Probablemente pensó demasiado…
—¡Ah!
—De repente fue presionada contra la pared, la espalda fría de Yvette por la pared la hizo instintivamente esconderse en el abrazo de Ethan.
Ethan aprovechó la oportunidad para besar su cuello, arrancando la toalla.
Con esto, Yvette se puso completamente roja como un camarón.
Aunque tenía a Summers, en este aspecto, Yvette…
no tenía experiencia alguna.
Resistía tanto a los hombres que incluso la proximidad cercana la haría ponerse rígida.
—No podía…
complacer a los hombres.
Holly Ziegler le había dicho que aprendiera a complacer a los hombres, pero no podía hacerlo.
Frente a Ethan, Yvette de repente entró en pánico.
¿La despreciaría?
¿La odiaría cuando despertara al día siguiente?
¿La aborrecería?
¿Terminaría…
inmediatamente el contrato y la echaría del Grupo Grant?
Yvette estaba muy asustada, pero su cuerpo parecía completamente fuera de su control.
La sensación de querer activamente atender a Ethan hizo que Yvette se derrumbara, ella no era así…
Lloró de miedo.
Tenía miedo de que Ethan la odiara, pensara que estaba sucia, pensara que era demasiado frívola…

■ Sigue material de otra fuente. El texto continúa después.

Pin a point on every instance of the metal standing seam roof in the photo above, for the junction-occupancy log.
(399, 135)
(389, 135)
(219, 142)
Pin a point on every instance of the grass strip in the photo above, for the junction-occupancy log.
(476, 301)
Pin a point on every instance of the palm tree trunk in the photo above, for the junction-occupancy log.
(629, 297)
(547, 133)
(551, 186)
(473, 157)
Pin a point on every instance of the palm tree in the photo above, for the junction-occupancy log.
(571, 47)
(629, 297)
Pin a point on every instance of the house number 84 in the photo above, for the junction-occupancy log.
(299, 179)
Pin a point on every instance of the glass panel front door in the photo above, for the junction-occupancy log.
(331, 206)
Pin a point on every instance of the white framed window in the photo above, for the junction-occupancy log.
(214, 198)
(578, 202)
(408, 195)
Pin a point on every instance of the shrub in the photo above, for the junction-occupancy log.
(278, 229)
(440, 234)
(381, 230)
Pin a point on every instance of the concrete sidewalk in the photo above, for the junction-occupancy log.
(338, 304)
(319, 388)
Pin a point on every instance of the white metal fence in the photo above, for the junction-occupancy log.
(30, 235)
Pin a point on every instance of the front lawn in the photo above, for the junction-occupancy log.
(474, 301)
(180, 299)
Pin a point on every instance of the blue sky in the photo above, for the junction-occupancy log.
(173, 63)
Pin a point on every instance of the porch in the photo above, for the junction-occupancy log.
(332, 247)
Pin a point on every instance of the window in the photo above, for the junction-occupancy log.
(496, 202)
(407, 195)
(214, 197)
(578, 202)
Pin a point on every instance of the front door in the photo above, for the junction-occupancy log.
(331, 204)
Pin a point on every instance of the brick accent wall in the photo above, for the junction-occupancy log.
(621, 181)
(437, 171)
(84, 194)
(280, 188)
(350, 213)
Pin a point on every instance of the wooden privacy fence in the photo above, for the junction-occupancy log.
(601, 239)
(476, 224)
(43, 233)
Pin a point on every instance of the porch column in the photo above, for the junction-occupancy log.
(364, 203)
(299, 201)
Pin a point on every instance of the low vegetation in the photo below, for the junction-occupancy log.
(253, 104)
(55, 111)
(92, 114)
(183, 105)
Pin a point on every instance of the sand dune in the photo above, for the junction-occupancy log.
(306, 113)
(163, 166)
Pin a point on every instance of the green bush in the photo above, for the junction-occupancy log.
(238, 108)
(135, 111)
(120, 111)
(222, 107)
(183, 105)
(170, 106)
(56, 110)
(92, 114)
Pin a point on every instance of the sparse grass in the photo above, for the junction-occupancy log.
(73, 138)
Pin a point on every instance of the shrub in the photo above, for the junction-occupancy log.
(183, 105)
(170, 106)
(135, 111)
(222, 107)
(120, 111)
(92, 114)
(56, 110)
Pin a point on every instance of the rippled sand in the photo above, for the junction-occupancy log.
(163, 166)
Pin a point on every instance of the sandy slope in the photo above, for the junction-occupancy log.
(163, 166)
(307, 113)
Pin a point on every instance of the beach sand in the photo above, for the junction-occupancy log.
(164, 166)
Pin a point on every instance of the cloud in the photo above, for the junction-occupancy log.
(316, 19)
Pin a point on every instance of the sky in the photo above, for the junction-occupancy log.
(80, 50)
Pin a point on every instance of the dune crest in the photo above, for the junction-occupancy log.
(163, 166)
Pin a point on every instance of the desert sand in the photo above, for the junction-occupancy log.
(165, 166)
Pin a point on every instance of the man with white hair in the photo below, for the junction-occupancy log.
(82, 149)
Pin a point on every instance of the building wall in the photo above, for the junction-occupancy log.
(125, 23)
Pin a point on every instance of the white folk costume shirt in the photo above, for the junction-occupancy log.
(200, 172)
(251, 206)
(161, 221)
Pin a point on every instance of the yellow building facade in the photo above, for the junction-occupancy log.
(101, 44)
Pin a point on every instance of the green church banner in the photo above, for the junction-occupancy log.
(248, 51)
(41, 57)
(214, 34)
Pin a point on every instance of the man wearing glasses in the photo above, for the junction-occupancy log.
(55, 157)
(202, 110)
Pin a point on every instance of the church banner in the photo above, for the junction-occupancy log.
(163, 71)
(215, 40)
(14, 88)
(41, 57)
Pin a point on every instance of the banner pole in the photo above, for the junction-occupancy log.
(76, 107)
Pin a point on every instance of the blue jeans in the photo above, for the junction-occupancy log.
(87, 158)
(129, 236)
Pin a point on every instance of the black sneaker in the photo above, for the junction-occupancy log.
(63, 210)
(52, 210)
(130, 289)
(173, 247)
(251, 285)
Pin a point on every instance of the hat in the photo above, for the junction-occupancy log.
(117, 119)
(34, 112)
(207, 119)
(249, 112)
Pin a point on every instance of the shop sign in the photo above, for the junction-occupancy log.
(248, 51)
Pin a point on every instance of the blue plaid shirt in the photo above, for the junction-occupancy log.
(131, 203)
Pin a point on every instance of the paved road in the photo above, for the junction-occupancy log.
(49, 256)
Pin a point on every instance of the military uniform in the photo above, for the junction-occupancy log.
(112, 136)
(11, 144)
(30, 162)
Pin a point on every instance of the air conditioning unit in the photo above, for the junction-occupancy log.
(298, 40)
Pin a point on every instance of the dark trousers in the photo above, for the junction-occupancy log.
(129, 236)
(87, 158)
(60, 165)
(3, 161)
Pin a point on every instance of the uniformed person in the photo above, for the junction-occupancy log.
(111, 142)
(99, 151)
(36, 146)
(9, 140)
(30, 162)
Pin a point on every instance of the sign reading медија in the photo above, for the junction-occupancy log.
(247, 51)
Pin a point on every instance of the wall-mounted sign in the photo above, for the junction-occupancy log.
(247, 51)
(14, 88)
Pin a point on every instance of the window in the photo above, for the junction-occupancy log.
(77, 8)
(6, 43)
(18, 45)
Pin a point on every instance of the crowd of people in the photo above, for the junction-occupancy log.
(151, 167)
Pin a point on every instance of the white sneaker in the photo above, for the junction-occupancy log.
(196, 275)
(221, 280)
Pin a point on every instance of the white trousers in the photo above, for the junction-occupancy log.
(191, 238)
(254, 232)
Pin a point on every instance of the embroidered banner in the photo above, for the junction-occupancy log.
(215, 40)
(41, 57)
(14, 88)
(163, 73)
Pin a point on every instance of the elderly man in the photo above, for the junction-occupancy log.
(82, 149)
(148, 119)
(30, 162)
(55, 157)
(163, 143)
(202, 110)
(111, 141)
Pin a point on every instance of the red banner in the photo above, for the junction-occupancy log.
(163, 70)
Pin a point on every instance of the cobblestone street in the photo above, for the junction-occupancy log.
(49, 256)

Pero no podía controlarse.
…
Ethan, fuera de control, no se preocupó por el bienestar de Yvette, dejándola llorar hasta que su voz se volvió ronca.
Obviamente, este encuentro no fue un recuerdo agradable para Yvette.
Después de toda la noche de tormento, Ethan finalmente la dejó ir.
Yvette sentía que se estaba muriendo, su corazón acelerado, en un estado de nervios.
¿Qué debería hacer?
Mañana, ¿cómo enfrentaría a Ethan?
«Huir…»
Una voz en su cabeza le dijo a Yvette:
—Huye.
«Fingir que nunca pasó nada.
Corre.»
Cuando Ethan despierte mañana, seguramente no recordará nada, mientras ella huya, fingiendo que nada pasó…
Con brazos temblorosos, tratando de sentarse, Yvette encontró que no tenía fuerzas en absoluto.
Bajándose cautelosamente de la cama, Yvette recogió la ropa del suelo, huyó frenéticamente del hotel y se acurrucó toda la noche en el pabellón del jardín detrás del hotel.